In den spätabendlichen Vorstellungen in den Festivalkinosälen bringt die Programmschiene "Nachtsicht" die Neigungsgruppe fantastischer Film mit Newbies zusammen. Es ist sehr angenehm, einen Genrefilm mit CineastInnen gemeinsam zu sehen. Regisseur Jonas Govaerts, der unter anderem zwei Serien gemacht hat, führt in seinem Langspielfilmdebüt "Welp" eine Gruppe Pfadfinder in den Wald. Das gestaltet sich dann so:

Bub, dessen Gesicht tierähnliche Züge angenommen hat, im Wald. Filmstill aus "Welp" von Jonas Govaerts

Kinology

"Welp" von Jonas Govaerts

Wem bereits die Beschreibungen etwa von "Amor Eterno" ("Carlos, einen alleinstehenden Sprachlehrer mittleren Alters, zieht es nach Dienstschluss immer wieder in einen kleinen Wald am Rand von Barcelona") oder "German Angst" ("Ein junges Mädchen, das nicht mit allen Lebewesen so fürsorglich umgeht wie mit ihren Meerschweinchen ...") gruselig erscheinen, der schließt im Kinosaal am besten die Augen. Um sie exakt in jenem Moment zu öffnen, wenn Sitznachbarn vor Amüsement kichern, während auf der Leinwand die Vorstellungskraft gesprengt wird. Danach will man unbedingt zur Nightline.

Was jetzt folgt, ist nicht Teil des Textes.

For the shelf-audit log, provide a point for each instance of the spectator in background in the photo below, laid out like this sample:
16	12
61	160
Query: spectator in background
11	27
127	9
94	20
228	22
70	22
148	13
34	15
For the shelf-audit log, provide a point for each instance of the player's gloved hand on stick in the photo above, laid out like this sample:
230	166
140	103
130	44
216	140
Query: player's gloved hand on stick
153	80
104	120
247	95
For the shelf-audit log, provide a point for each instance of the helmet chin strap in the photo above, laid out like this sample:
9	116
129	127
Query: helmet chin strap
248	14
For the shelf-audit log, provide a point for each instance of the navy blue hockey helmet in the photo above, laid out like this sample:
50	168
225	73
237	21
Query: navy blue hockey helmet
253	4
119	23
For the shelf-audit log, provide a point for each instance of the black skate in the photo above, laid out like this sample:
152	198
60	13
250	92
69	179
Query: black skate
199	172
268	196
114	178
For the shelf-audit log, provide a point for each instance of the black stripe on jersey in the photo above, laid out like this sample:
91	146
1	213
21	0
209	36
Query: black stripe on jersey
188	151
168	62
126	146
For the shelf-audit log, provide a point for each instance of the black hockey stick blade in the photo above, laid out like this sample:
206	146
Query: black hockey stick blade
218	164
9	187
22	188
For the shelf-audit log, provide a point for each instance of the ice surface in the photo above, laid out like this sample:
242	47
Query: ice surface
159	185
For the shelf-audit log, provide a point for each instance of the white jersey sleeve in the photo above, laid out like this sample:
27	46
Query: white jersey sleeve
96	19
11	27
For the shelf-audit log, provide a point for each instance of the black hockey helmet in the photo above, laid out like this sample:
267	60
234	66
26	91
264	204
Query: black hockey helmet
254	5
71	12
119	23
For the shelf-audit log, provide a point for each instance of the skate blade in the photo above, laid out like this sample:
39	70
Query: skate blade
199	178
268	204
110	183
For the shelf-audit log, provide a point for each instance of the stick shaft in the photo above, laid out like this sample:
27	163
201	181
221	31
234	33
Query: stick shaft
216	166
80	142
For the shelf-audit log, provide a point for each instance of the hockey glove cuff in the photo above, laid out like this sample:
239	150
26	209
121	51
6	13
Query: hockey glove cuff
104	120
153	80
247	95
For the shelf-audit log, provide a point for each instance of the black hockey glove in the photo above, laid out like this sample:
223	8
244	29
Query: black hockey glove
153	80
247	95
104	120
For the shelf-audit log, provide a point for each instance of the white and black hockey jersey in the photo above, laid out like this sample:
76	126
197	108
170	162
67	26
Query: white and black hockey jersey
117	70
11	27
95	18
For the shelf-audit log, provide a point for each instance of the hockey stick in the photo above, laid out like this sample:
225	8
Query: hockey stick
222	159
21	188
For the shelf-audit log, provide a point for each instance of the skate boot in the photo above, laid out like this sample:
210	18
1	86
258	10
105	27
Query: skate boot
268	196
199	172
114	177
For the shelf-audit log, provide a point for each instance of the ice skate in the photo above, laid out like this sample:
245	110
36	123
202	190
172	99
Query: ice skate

Viele Reisen in die Sowjetunion

Sergei Loznitsac

Atoms & Void

Sergej Loznitsa

Als besonderen Gast begrüßt das "Crossing Europe" Sergei Loznitsa. Ihm ist ein Tribute gewidmet, jeder seiner bis dato 18 Filme wird in Linz gezeigt, und Loznitsa wird am Festivalsamstag, 25. April, eine Master Class bei freiem Eintritt halten. Loznitsas Biografie liest sich wie bester Stoff für ein Drehbuch: in Weißrussland geboren, in Kiew Studium der Angewandten Mathematik und Arbeit am Institut für Kybernetik, in Moskau Ausbildung zum Filmemacher und in Deutschland schließlich nach mehreren Dokumentarfilmen Spielfilmregisseur.

Wie sich junge FilmemacherInnen Aufmerksamkeit verschaffen können, wird bei zwei Talks das Thema sein. Im Festivalzentrum im OK | Offenes Kulturhaus, im Gelben Krokodil oder am großen Vorplatz kommt man schnell ins Gespräch, wenn abends eine Projektion auf dem Gebäude Film in ASCII-Code übersetzen wird. "Coded Intimacy" heißt die Arbeit des Künstlers Nathan Guo. So macht man sich definitiv bemerkbar.